Once this->target is cached into a local variable, the alias is no longer possible with the local variable.


So, can we say as a general rule: Whenever you have a char* or void* in your struct, be sure to cache it in a local variable before writing to it?
In fact it is when you use a char*, not necessary as a member.
C
Community

The issue here is strict aliasing which says that we are allowed to alias through a char* and so that prevents compiler optimization in your case. We are not allowed to alias through a pointer of a different type which would be undefined behavior, normally on SO we see this problem which is users attempting to alias through incompatible pointer types.

It would seem reasonable to implement uint8_t as a unsigned char and if we look at cstdint on Coliru it includes stdint.h which typedefs uint8_t as follows:

typedef unsigned char       uint8_t;

if you used another non-char type then the compiler should be able to optimize.

This is covered in the draft C++ standard section 3.10 Lvalues and rvalues which says:

If a program attempts to access the stored value of an object through a glvalue of other than one of the following types the behavior is undefined

and includes the following bullet:

a char or unsigned char type.

Note, I posted a comment on possible work arounds in a question that asks When is uint8_t ≠ unsigned char? and the recommendation was:

The trivial workaround, however, is to use the restrict keyword, or to copy the pointer to a local variable whose address is never taken so that the compiler does not need to worry about whether the uint8_t objects can alias it.

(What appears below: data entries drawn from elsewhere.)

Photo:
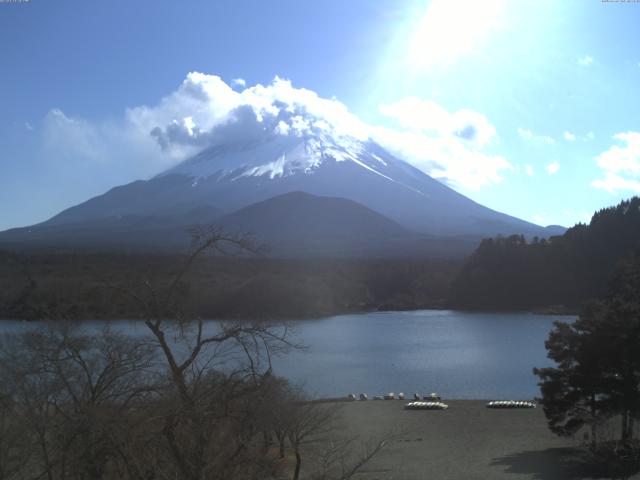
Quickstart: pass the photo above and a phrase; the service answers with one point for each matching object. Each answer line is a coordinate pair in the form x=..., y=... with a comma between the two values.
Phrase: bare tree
x=211, y=422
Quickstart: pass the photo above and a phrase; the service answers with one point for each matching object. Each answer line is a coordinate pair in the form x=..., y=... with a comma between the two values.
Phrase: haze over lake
x=465, y=355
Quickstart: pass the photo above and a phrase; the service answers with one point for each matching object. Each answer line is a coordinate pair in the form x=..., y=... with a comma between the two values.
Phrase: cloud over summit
x=204, y=110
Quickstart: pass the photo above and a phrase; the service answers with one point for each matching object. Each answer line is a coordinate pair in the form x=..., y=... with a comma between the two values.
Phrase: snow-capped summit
x=277, y=156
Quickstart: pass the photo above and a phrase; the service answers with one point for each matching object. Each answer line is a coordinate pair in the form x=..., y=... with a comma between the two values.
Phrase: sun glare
x=449, y=29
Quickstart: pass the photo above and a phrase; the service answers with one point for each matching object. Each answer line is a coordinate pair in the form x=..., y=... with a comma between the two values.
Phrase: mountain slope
x=298, y=224
x=233, y=175
x=511, y=273
x=293, y=225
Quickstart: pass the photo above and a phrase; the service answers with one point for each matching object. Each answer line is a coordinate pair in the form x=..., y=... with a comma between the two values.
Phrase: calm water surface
x=457, y=354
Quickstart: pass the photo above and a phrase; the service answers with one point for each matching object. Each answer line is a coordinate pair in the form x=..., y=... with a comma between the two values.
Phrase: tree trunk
x=625, y=425
x=296, y=473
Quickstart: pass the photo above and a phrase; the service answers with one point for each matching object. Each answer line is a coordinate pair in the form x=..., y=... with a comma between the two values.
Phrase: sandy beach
x=467, y=441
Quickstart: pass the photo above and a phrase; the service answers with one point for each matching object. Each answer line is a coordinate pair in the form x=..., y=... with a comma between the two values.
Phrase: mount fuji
x=364, y=180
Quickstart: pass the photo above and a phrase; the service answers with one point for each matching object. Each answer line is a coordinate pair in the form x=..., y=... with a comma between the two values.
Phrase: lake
x=463, y=355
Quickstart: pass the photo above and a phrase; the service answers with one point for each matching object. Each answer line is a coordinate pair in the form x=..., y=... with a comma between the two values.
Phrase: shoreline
x=547, y=311
x=465, y=441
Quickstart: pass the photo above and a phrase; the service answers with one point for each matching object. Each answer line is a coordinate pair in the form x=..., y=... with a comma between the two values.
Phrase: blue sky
x=549, y=90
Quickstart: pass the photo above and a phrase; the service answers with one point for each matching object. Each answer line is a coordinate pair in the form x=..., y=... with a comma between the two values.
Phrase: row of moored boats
x=433, y=401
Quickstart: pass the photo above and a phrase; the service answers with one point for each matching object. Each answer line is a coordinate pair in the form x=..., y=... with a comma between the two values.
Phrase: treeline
x=91, y=286
x=184, y=401
x=556, y=274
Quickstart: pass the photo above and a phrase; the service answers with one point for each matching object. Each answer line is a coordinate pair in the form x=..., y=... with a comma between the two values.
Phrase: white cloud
x=620, y=164
x=539, y=219
x=452, y=146
x=553, y=168
x=204, y=110
x=585, y=61
x=529, y=136
x=418, y=115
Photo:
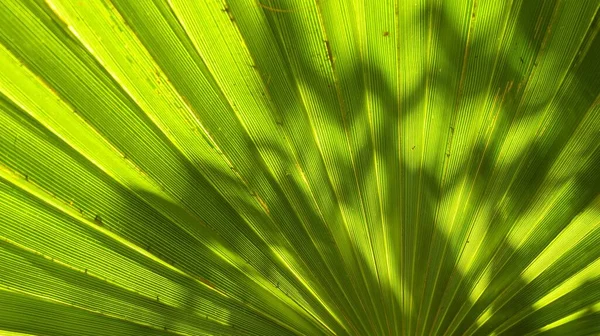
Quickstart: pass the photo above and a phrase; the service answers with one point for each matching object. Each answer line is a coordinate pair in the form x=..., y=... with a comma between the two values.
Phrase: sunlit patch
x=591, y=272
x=485, y=316
x=564, y=320
x=568, y=238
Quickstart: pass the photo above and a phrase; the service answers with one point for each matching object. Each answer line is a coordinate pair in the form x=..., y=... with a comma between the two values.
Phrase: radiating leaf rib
x=308, y=167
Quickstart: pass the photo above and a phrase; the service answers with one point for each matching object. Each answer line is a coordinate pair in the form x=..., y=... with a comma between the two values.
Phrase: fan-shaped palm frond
x=274, y=167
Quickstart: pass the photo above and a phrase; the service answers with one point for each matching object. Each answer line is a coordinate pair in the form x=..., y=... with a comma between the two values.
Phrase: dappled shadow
x=357, y=236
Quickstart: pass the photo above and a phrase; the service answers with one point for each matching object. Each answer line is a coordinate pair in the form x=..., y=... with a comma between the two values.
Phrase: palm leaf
x=299, y=167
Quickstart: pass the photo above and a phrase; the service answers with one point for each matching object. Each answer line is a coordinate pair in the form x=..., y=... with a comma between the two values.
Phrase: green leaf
x=274, y=167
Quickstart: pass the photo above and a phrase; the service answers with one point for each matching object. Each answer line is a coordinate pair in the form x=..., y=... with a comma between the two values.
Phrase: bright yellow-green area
x=299, y=167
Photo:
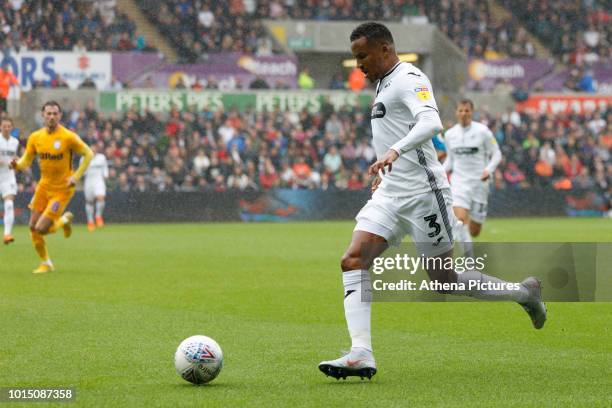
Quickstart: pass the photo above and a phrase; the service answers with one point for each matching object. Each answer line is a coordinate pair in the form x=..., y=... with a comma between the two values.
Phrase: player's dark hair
x=466, y=101
x=372, y=32
x=51, y=103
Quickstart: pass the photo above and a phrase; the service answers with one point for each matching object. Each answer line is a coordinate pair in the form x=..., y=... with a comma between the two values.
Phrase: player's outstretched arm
x=23, y=163
x=491, y=146
x=87, y=154
x=448, y=163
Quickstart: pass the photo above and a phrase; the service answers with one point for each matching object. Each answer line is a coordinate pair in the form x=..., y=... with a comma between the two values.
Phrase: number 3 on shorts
x=433, y=224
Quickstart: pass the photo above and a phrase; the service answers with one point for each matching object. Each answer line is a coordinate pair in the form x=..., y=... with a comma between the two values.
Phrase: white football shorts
x=428, y=218
x=94, y=189
x=8, y=186
x=472, y=197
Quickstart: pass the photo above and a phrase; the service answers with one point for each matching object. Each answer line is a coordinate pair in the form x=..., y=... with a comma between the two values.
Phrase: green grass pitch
x=109, y=320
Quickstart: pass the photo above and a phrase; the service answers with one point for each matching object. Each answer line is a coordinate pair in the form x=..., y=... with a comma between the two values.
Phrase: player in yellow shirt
x=54, y=145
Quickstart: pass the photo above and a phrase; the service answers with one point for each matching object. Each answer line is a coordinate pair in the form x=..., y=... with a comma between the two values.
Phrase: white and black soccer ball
x=198, y=359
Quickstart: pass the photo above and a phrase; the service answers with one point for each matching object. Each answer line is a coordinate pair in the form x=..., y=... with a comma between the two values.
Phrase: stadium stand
x=69, y=25
x=205, y=26
x=576, y=31
x=200, y=27
x=217, y=150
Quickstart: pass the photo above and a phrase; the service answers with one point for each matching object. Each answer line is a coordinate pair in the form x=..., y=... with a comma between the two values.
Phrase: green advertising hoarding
x=164, y=101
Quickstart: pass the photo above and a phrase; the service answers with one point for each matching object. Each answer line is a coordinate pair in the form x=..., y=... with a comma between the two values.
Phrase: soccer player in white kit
x=411, y=196
x=8, y=184
x=95, y=189
x=472, y=156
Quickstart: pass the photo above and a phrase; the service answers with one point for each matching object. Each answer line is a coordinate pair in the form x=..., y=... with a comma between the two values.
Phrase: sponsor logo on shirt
x=466, y=150
x=51, y=156
x=378, y=111
x=422, y=92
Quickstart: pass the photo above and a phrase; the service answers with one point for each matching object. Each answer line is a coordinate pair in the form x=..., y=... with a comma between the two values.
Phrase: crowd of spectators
x=223, y=150
x=470, y=24
x=67, y=25
x=202, y=26
x=199, y=27
x=577, y=32
x=563, y=151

Since C++ does not support the restrict keyword you have to rely on compiler extension, for example gcc uses __restrict__ so this is not totally portable but the other suggestion should be.

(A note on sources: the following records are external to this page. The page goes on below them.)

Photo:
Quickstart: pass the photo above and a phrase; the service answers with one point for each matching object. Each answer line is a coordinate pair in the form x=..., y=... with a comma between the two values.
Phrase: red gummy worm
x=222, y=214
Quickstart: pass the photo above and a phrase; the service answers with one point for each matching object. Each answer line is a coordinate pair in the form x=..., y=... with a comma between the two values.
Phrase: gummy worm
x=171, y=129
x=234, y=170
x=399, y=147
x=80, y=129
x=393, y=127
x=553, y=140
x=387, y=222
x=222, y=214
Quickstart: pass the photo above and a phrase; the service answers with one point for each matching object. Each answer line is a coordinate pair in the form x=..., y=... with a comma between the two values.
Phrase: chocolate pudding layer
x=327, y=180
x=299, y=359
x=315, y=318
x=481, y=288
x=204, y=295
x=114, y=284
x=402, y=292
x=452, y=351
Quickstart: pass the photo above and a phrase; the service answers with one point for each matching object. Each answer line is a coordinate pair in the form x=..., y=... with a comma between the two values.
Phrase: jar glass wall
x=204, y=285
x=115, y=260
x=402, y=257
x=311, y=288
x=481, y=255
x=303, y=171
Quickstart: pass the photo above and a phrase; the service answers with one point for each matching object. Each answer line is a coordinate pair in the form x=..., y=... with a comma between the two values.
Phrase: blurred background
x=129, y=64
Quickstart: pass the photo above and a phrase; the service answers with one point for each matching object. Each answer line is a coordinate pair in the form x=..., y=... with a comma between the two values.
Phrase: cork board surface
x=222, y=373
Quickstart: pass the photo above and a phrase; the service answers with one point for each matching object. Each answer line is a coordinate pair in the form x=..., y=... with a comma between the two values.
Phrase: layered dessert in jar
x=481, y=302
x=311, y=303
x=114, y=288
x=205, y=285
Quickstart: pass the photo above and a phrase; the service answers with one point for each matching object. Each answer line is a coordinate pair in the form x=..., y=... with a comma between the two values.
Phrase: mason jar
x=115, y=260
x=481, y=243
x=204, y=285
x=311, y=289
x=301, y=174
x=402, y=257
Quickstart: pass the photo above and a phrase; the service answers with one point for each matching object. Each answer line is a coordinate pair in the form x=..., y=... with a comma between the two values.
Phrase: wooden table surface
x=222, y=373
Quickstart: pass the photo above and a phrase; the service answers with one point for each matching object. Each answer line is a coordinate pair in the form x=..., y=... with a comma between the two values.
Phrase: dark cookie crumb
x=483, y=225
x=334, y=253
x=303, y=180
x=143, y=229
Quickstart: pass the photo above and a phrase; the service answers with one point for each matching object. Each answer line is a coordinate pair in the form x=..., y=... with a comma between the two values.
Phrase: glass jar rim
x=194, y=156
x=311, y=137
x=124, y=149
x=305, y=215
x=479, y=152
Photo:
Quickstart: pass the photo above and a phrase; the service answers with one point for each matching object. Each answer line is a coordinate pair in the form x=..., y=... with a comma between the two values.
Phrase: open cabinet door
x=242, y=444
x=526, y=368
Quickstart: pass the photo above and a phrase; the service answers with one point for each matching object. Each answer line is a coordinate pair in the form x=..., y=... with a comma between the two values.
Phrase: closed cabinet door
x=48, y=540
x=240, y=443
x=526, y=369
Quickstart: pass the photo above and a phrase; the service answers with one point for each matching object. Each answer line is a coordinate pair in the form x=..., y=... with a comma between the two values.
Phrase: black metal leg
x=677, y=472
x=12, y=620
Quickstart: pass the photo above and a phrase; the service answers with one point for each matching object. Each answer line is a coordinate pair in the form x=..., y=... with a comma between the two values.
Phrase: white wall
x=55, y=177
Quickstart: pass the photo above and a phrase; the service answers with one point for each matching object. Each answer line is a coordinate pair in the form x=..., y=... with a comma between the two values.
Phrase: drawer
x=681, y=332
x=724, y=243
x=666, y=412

This is an example of a place where the Standard is worse for optimizers than would be a rule would allow a compiler to assume that between two accesses to an object of type T, or such an access and the start or end of a loop/function wherein it occurs, all accesses to the storage will use the same object unless an intervening operation uses that object (or a pointer/reference to it) to derive a pointer or reference to some other object. Such a rule would eliminate the need for the "character-type exception" which can kill the performance of code that works with sequences of bytes.